Now farmers buy produce they used to grow themselves, sell their animals, and wonder if their belief in large-scale solar projects to sustain them is wrong.
“There are not many solar jobs for locals, funds for development in our region are still not spent, and young people continue to migrate to big cities in search of jobs,” said farmer Shiva Reddy.
The village of Bhadla saw several men head to the Middle East to work when the herdsmen returned, as jobs opened up during the construction of the solar park a few years ago.
But when it was nearing completion, locals lacked the technical education and skills to secure relatively few job opportunities when the park began operations.
“We can tell one camel from another by the camel’s tracks, or find our cows by the sound of bells tied around their necks – but how do I use these skills now?” Village Chief Mohammad Sujawal Mehr asked.
“Big companies surround us, but only a handful of us have jobs there,” he said, noting that even a security position at a solar park requires tenth grade reading.
Coal mining and electricity currently employ around 3.6 million people in India, while renewable energy only employs around 112,000, with solar accounting for 86,000.
Researchers estimate that by 2030, this rising industry will create more than 3 million green jobs in solar and wind energy.But so far, opportunities for most villagers have been limited to basic activities such as security, cleaning solar panels and mowing the lawn in the park or cleaning the office.
“Clean energy doesn’t employ 800 to 900 people like thermal power plants do, and solar parks only have 5 to 6 people a day,” said Sarthak Shukla, an independent consultant on sustainability issues. “You don’t need workers but technicians to run the park. Local Work is not the USP for the clean energy transition.”
Since 2018, the Pavagada Solar Park has created around 3,000 jobs and 1,800 permanent jobs during construction.Bhadla employed 5,500 people to build it and provided about 1,100 operations and maintenance jobs for an estimated time of 25 years.
“These numbers will never increase,” said researcher Rao, noting that an acre of farmland supports at least four livelihoods, suggesting that more jobs are lost than created after the land is taken over by the solar park.
When Karnataka first approached Pavagada farmers about using their land for solar parks six years ago, it was already ravaged by successive droughts and mounting debt.
RN Akkalappa is one of the few people who leases his land for a fixed annual rent, while also managing to get a job in the park because of his experience with drilling motors.

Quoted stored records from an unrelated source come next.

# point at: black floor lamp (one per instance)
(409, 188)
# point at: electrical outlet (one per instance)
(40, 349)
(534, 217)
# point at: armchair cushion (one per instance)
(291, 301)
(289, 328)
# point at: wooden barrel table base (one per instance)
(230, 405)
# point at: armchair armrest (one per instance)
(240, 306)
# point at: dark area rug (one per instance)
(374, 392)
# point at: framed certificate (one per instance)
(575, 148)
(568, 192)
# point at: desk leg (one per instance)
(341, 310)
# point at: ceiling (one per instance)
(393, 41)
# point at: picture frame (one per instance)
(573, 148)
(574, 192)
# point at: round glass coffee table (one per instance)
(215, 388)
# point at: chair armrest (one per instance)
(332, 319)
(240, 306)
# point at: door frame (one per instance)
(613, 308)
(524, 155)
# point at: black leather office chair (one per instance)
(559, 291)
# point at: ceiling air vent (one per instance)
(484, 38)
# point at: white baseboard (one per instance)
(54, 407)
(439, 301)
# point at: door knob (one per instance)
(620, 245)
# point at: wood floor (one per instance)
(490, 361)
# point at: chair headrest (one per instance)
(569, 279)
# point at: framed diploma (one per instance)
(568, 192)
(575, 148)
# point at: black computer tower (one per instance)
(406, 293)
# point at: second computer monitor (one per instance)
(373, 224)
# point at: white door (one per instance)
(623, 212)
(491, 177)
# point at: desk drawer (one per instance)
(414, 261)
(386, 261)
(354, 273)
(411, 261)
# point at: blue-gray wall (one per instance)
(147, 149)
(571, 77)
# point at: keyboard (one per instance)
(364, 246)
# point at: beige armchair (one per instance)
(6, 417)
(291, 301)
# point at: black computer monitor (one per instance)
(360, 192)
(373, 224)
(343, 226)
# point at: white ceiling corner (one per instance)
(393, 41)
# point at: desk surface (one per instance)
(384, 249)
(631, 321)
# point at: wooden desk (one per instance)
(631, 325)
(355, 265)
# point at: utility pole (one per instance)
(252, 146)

“We were hesitant, but were told that if we didn’t agree to the terms, the solar park would be built elsewhere,” he said.”We were just blackmailed into agreeing.”
N Amaranath, deputy general manager of technology at Karnataka Solar Development Ltd, said this approach means farmers continue to own the land.
“Our model is globally recognized and the Pavagada Solar Park is considered a success in many ways, especially in terms of working with the community,” he added.
However, farmer Shiva Reddy said giving up his land was a “difficult choice” as the income did not meet his needs.”Expenses are going up rapidly and rents won’t be enough for years to come. We’re going to need jobs,” he said.
Keshav Prasad, chief executive of Saurya Urja, Bhadla’s largest solar park operator, said the company was “actively involved in improving the quality of life in its 60 neighbouring villages”.
Including the community is the primary responsibility of solar companies, Prasad said.He noted that Saurya Urja operates mobile medical carts and veterinarians on wheels, and has trained about 300 locals in plumbing, solar panel installation and data entry.
However, with India’s solar tariffs among the lowest in the world, and with those tariffs likely to fall further as companies bid aggressively to win projects, cost-cutting measures are already affecting labor-intensive jobs.
In Pavagada, robots are used to clean solar panels because they are cheaper and more efficient, further reducing employment opportunities for villagers, according to park operators.